SF-12 or SF-36 Physical and Mental scores: Eight studies provided quantitative data. The average Physical score improved at six to 11 months (range 6.3 to 18.4 points) and 12 months (range 4.9 to 26.9 points). Improvements in Mental scores were smaller at six to 11 months (range 2.0 to 13.3 points) and 12 months (range 1.0 to 8.9 points). There were no clinically meaningful changes in Mental score in four studies. Improvements for both scores were observed following surgical aortic valve replacement (one trial).

Other measures of function and quality of life: Clinically important improvements were noted across three studies using the Kansas City Cardiomyopathy Questionnaire; three studies using the MLHFQ; five studies using the Six-Minute Walk Test; and one study using the ADL. The results were less robust in the three studies using the EQ-5D.

Further results, including those for secondary outcomes, were reported.

Authors' conclusions

Transcatheter aortic valve replacement provided clinically important benefits in physical function and disease-specific measures of quality of life, but modest benefits in psychological and general health measures. The authors recommended further research, given the lack of head-to-head evidence and the highly variable clinical characteristics of the included studies.

CRD commentary

The review question was clear and the inclusion criteria were sufficiently specified for all aspects, apart from the population. Consequently, there was wide variation in the patient characteristics across the included studies. The search strategy included relevant sources, and steps were taken to minimise language bias. It was unclear whether unpublished studies were sought.
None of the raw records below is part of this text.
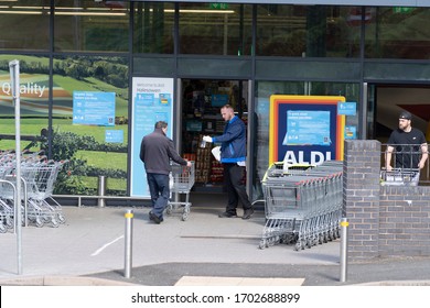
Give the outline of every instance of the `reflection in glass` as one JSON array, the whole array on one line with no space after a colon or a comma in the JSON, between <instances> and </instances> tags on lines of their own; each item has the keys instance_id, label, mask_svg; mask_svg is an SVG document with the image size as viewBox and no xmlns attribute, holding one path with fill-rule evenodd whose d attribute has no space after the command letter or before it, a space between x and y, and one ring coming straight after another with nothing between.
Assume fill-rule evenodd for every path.
<instances>
[{"instance_id":1,"label":"reflection in glass","mask_svg":"<svg viewBox=\"0 0 430 308\"><path fill-rule=\"evenodd\" d=\"M53 158L71 161L69 176L57 193L97 195L97 179L104 175L108 178L107 195L125 195L128 140L127 58L55 57L53 72ZM95 116L92 110L74 105L75 91L89 92L99 98L104 97L104 92L115 92L115 125L73 124L74 117ZM97 103L104 102L99 99ZM111 140L108 138L109 133L120 138Z\"/></svg>"},{"instance_id":2,"label":"reflection in glass","mask_svg":"<svg viewBox=\"0 0 430 308\"><path fill-rule=\"evenodd\" d=\"M56 1L54 51L127 52L129 3Z\"/></svg>"},{"instance_id":3,"label":"reflection in glass","mask_svg":"<svg viewBox=\"0 0 430 308\"><path fill-rule=\"evenodd\" d=\"M135 53L172 54L173 29L173 3L135 3Z\"/></svg>"},{"instance_id":4,"label":"reflection in glass","mask_svg":"<svg viewBox=\"0 0 430 308\"><path fill-rule=\"evenodd\" d=\"M355 7L257 7L257 55L357 57L361 13Z\"/></svg>"},{"instance_id":5,"label":"reflection in glass","mask_svg":"<svg viewBox=\"0 0 430 308\"><path fill-rule=\"evenodd\" d=\"M251 6L180 3L179 15L181 54L251 54Z\"/></svg>"},{"instance_id":6,"label":"reflection in glass","mask_svg":"<svg viewBox=\"0 0 430 308\"><path fill-rule=\"evenodd\" d=\"M256 82L256 106L254 156L251 163L255 167L252 175L251 199L264 199L261 179L269 167L269 123L270 123L270 96L271 95L311 95L311 96L344 96L346 101L359 102L358 84L335 84L335 82L288 82L288 81L258 81ZM358 114L358 113L357 113ZM346 125L357 128L358 116L346 117ZM359 138L359 134L358 136Z\"/></svg>"},{"instance_id":7,"label":"reflection in glass","mask_svg":"<svg viewBox=\"0 0 430 308\"><path fill-rule=\"evenodd\" d=\"M21 147L40 150L41 131L47 129L49 59L40 56L0 55L0 151L15 148L15 108L9 62L20 62ZM39 148L37 148L39 147Z\"/></svg>"},{"instance_id":8,"label":"reflection in glass","mask_svg":"<svg viewBox=\"0 0 430 308\"><path fill-rule=\"evenodd\" d=\"M0 50L47 51L50 2L0 1Z\"/></svg>"}]
</instances>

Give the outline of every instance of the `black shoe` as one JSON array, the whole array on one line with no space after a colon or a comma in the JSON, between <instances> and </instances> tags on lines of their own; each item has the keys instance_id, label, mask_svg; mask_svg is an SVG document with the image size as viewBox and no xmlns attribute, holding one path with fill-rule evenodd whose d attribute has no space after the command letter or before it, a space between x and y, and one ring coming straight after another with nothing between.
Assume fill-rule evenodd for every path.
<instances>
[{"instance_id":1,"label":"black shoe","mask_svg":"<svg viewBox=\"0 0 430 308\"><path fill-rule=\"evenodd\" d=\"M153 212L149 212L149 219L152 220L153 222L155 222L157 224L160 224L161 221L163 221L163 219L159 218L157 215L154 215Z\"/></svg>"},{"instance_id":2,"label":"black shoe","mask_svg":"<svg viewBox=\"0 0 430 308\"><path fill-rule=\"evenodd\" d=\"M222 212L218 215L219 218L233 218L233 217L237 217L237 215L235 213L230 213L230 212Z\"/></svg>"},{"instance_id":3,"label":"black shoe","mask_svg":"<svg viewBox=\"0 0 430 308\"><path fill-rule=\"evenodd\" d=\"M251 218L252 213L254 213L254 209L245 210L241 219L249 219Z\"/></svg>"}]
</instances>

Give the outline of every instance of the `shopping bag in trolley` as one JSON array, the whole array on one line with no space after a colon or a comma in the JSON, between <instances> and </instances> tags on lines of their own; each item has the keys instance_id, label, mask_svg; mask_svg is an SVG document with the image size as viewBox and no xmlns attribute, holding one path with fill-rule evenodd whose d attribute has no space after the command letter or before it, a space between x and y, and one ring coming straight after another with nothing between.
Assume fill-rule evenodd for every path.
<instances>
[{"instance_id":1,"label":"shopping bag in trolley","mask_svg":"<svg viewBox=\"0 0 430 308\"><path fill-rule=\"evenodd\" d=\"M390 186L417 186L420 179L419 168L395 168L380 172L381 185Z\"/></svg>"}]
</instances>

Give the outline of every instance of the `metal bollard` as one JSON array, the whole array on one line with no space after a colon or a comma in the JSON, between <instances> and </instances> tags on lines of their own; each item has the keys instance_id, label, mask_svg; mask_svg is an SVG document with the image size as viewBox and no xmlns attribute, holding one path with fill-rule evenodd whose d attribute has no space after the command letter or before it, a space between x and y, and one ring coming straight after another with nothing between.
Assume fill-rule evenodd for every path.
<instances>
[{"instance_id":1,"label":"metal bollard","mask_svg":"<svg viewBox=\"0 0 430 308\"><path fill-rule=\"evenodd\" d=\"M99 208L104 208L106 206L106 200L103 198L106 195L106 178L105 176L100 175L98 177L98 200L97 206Z\"/></svg>"},{"instance_id":2,"label":"metal bollard","mask_svg":"<svg viewBox=\"0 0 430 308\"><path fill-rule=\"evenodd\" d=\"M131 261L132 261L132 229L133 229L133 211L127 210L126 218L126 238L125 238L125 262L123 262L123 276L126 278L131 277Z\"/></svg>"},{"instance_id":3,"label":"metal bollard","mask_svg":"<svg viewBox=\"0 0 430 308\"><path fill-rule=\"evenodd\" d=\"M341 283L345 283L347 276L348 226L350 222L347 218L342 218L341 220Z\"/></svg>"}]
</instances>

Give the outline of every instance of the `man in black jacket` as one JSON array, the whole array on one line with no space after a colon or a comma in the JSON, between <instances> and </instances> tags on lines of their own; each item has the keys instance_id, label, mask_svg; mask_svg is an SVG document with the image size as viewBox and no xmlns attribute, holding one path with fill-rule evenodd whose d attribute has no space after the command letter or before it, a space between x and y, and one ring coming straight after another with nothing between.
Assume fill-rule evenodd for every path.
<instances>
[{"instance_id":1,"label":"man in black jacket","mask_svg":"<svg viewBox=\"0 0 430 308\"><path fill-rule=\"evenodd\" d=\"M165 135L166 132L168 123L159 121L155 123L154 131L143 136L140 145L140 160L143 162L147 172L152 202L149 218L157 224L163 221L163 212L169 202L170 160L191 167L191 162L185 161L178 154L173 141Z\"/></svg>"}]
</instances>

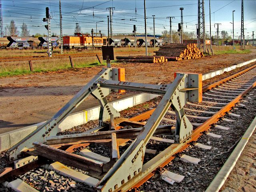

The review process included measures to minimise error and bias, and an appropriate assessment tool was used to examine the quality of each study's methods. Study details were presented; wide variation was noted, and the chosen method of synthesis was appropriate. The reliance on observational studies, without direct comparisons and with inherent risks of bias, was acknowledged by the authors as a limitation of their review.

The authors' cautious conclusion reflects the observational evidence presented and seems reliable.

Implications of the review for practice and research

Practice: The authors did not state any recommendations for practice.

Research: The authors stated that well-designed prospective comparative studies of TAVR and other treatments, examining functional status and quality of life, were needed for informed treatment decisions. Research should explore the variations in treatment effects to enable better patient selection. NYHA class measures should be supplemented with other validated instruments to measure functional status and quality of life. Research was needed to develop a better classification algorithm to predict procedural success, long-term survival and functional benefit.

Funding

Funded by Health Resources and Services Administration, and Health Resources in Action, USA.

Bibliographic details

Kim CA, Rasania SP, Afilalo J, Popma JJ, Lipsitz LA, Kim DH. Functional status and quality of life after transcatheter aortic valve replacement: a systematic review. Annals of Internal Medicine 2014; 160(4): 243-254. [PMC free article: PMC4039034] [PubMed: 24727842]

Indexing Status

Subject indexing assigned by CRD

MeSH

Heart Valve Prosthesis Implantation; Cardiac Catheterization; Aortic Valve; Humans; Aortic Valve Stenosis; Quality of Life

AccessionNumber

12014015400

Database entry date

17/03/2014

Record Status

This is a critical abstract of a systematic review that meets the criteria for inclusion on DARE. Each critical abstract contains a brief summary of the review methods, results and conclusions followed by a detailed critical assessment on the reliability of the review and the conclusions drawn.

CRD has determined that this article meets the DARE scientific quality criteria for a systematic review.